On March 6, at the North Ranch Country Club in Westlake Village, Calif., Serena and Venus are supposed to be two of 35 captains of five-player teams at Pete Sampras's golf tournament to raise money for the Tim (his late coach) and Tom Gullikson Foundation for brain cancer care. Other captains include actors Matt Damon and Joe Pesci, Wayne Gretzky, comedian Dennis Miller and Jim Courier.

Monica Seles, out for the past several months due to a foot injury, was a last-minute fill-in for Venus in Oklahoma City.

Another marquee player returning to action after a long absence is Patrick Rafter. He will play next week's event in Delray Beach, Fla., his first singles since the U.S. Open and since having rotator-cuff surgery on Oct. 24.

"Every now and then I feel a bit of a pinch on the sliced backhand," Rafter said. "My No. 1 priority now is my health. I'm not putting any expectations on this year."

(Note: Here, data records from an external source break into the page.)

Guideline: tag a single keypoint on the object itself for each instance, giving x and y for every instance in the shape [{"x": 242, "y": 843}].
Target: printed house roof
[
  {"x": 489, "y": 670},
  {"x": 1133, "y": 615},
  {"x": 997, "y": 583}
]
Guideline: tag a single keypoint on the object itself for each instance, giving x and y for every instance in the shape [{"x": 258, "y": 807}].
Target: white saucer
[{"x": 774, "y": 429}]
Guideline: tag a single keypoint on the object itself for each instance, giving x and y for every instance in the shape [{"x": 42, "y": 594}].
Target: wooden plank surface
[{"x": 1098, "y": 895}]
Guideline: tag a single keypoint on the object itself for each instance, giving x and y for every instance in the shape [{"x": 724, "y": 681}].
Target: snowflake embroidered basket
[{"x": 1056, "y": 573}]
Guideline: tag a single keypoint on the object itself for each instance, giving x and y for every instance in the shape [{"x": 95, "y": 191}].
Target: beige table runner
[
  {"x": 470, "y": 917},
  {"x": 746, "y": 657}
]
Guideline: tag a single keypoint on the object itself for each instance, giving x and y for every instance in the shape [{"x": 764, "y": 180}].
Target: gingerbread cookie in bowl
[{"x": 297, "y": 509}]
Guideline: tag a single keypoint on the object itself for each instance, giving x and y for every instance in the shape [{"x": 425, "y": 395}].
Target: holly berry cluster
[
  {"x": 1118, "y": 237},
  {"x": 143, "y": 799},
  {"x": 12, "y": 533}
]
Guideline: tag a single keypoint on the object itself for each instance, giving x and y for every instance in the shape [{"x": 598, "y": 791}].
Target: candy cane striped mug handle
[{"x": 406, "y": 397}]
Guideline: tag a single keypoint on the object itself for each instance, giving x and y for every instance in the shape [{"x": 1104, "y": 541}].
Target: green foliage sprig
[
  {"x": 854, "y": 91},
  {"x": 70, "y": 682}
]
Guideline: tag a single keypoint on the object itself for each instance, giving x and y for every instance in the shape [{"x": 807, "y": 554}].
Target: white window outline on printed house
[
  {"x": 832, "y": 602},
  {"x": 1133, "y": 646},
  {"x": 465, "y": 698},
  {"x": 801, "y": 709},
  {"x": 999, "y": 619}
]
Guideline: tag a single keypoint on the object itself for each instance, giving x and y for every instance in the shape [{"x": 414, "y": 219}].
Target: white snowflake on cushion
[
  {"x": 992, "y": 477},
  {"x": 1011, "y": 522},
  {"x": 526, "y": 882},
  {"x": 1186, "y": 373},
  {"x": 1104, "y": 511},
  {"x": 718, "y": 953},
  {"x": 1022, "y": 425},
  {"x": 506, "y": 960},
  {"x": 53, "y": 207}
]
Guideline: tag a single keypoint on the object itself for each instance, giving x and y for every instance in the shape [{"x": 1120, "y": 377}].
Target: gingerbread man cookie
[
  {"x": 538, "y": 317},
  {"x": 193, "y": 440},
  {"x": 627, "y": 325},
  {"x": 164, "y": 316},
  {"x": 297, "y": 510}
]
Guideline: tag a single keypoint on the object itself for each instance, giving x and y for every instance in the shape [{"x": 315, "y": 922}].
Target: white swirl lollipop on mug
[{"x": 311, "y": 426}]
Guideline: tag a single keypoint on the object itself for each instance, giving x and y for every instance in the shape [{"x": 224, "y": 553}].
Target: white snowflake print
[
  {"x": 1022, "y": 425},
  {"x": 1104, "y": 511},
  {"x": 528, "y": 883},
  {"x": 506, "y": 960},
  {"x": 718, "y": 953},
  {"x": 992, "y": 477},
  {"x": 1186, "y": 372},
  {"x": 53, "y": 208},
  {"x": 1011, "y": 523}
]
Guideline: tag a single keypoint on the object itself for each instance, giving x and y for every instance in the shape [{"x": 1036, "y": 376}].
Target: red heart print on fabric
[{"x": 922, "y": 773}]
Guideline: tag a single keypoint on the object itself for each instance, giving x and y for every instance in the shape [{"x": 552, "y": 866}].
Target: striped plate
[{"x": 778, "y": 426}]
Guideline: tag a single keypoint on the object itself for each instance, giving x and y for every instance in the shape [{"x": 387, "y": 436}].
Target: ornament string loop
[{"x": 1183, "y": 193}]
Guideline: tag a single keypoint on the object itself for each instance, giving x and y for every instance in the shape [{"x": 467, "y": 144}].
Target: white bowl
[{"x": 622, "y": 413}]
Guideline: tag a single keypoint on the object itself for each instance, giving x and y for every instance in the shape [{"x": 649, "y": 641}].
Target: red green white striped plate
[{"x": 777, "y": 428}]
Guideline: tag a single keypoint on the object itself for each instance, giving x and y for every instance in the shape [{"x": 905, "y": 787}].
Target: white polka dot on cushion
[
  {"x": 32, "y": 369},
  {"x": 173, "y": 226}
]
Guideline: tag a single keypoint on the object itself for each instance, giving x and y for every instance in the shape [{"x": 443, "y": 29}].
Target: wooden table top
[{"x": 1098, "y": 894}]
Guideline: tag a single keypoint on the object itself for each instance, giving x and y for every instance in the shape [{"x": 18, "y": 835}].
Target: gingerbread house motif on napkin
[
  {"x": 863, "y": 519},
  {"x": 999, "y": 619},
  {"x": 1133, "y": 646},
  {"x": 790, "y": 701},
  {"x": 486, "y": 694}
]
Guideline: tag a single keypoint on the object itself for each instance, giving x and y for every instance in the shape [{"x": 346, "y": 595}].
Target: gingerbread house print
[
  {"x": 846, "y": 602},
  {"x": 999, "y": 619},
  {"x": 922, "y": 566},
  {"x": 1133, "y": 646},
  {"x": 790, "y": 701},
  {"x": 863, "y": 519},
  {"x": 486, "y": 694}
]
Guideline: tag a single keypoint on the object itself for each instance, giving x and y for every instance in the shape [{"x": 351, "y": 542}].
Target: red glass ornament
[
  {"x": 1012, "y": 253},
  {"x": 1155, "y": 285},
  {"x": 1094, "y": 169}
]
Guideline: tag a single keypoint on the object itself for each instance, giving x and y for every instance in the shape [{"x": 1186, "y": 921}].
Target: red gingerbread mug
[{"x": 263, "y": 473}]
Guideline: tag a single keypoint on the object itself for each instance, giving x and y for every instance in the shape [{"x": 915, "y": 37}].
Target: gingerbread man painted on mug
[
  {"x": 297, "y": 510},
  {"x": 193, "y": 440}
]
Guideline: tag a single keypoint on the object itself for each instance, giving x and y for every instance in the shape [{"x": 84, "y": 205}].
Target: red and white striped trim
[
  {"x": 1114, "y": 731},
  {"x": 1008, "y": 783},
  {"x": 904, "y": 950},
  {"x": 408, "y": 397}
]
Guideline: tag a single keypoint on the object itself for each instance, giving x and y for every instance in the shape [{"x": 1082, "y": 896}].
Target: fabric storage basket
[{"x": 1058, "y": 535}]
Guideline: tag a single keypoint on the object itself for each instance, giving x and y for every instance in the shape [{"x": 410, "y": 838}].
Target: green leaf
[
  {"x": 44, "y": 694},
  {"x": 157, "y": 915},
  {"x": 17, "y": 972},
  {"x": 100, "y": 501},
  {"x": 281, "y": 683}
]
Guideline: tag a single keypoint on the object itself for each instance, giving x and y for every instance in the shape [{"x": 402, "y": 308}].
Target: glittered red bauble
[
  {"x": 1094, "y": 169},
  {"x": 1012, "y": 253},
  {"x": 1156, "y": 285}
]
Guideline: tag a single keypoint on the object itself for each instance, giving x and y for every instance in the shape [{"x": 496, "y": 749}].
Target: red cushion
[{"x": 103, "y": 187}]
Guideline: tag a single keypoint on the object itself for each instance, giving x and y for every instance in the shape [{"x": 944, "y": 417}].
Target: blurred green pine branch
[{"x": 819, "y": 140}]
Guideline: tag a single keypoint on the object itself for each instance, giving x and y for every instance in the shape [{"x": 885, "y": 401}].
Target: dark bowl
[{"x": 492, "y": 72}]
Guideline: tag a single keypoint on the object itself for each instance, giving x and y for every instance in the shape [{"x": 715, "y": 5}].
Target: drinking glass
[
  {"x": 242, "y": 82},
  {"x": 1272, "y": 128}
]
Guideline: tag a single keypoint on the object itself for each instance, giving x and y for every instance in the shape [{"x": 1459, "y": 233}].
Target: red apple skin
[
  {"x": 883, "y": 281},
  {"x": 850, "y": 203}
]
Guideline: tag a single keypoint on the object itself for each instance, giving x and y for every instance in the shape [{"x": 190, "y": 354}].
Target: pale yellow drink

Rafter's Australian compatriot, Mark Philippoussis, after playing three events in a row -- the Australian Open, Davis Cup in Switzerland and the ATP Tour event in San Jose, Calif. -- had to default in Memphis last week. The top seed's knee was inflamed, the same one that needed cartilage surgery after Wimbledon last year.

Swede Magnus Larsson won in Memphis yesterday, beating Zimbabwe's Byron Black 6-2, 1-6, 6-3.

In the doubles, Montreal's Sébastien Lareau notched the 15th title of his career, combining with American Justin Gimelstob to beat veteran Americans Jim Grabb and Richey Reneberg 6-2, 6-4.

"We played really well," Lareau said. "We won in Washington [last August]and now here in our only two times together. We're a pretty good team."

After playing three singles events in Europe, Lareau will next play doubles with Gimelstob at the Ericsson Open.

Long term, injured Daniel Nestor is still his 2000 partner. "I hope I'll play with Daniel at the French Open [in late May]" Lareau said. "If sooner, so much the better."

Cédric Pioline nipped Tim Henman 6-7 (3-7), 6-4, 7-6 (7-4) to triumph at the Rotterdam tour stop, a day after Henman downed top seed Yevgeny Kafelnikov 6-3, 4-6, 6-3 and declared, "My play was the best it has ever been."

This week, Henman and British compatriot Greg Rusedski will play the Axa Cup in their hometown of London. Rusedski, following Dec. 22 right-foot surgery to have bone spurs shaved off and a cyst removed, returned to the tour in Rotterdam last week.

Should Rusedski and Henman win their first two matches at the indoor hard-court event, they would meet in the quarter-finals.